Alfred Edward Parkman (1852-1930)
Temple Church Bristol, signed Watercolour, inscribed 'Temple Church Bristol, 1883'.
35cm x 25cm, framed.
The reverse with a typed label stating:
"To Wor. Bro. A. Cecil Powell Grand Superintendent and Provincial Grand Master of Bristol in commemoration of The Consecration of Temple Lodge No. 6675, July 7th 1948 and of Temple Chapter No. 6673 July 11th 1949, from the Founders of the above, with grateful thanks.
Picture presented to the Founders by W. Bro. Ernest G. Harper, 6673.'
Alfred Edward Parkman was a Bristol based topographical painter and the son of painter Henry Spurrier Parkman. He moved to Swansea in the mid 1880s and became one of the founding members of the Swansea Art Society. He painted many topographical views of Bristol, the South West and South Wales. This watercolour dating from 1883 was executed just prior to his move to the Mumbles in Swansea, where it is recorded he lived with a friend at the Mermaid Hotel.
Temple Church, Bristol, has a long and interesting history. Now a ruin, it was founded in the mid-12th century by Robert of Gloucester and built on the site of the church of the Knights Templar, the oval outline of which can be seen in the on-site excavations.
The tower is 114 feet high and was built in two phases. The lower stages were built in 1390 but work was stopped when the tower started to lean to the west.

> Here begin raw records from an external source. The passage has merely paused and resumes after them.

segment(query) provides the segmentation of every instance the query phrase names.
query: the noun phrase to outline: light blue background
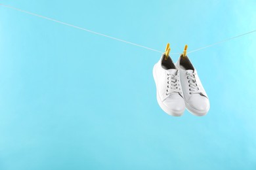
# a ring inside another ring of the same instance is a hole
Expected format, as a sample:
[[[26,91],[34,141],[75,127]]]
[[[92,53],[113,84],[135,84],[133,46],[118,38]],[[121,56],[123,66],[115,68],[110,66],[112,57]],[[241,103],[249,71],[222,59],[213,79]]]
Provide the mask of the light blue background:
[[[160,50],[256,28],[255,1],[1,1]],[[256,169],[256,33],[191,54],[206,116],[158,105],[160,54],[0,7],[0,169]],[[179,56],[172,56],[176,61]]]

The upper stages of the tower and belfry were added in 1460.
It was also the scene of the exorcism of George Lukins conducted by Methodist and Anglican clergy.
The church was bombed and largely destroyed in the Bristol Blitz and was the first English parish church to be taken into ownership by English Heritage.
The archway and gates date from the mid 19th century and are made from Portland stone and wrought iron in a Gothic Revival style.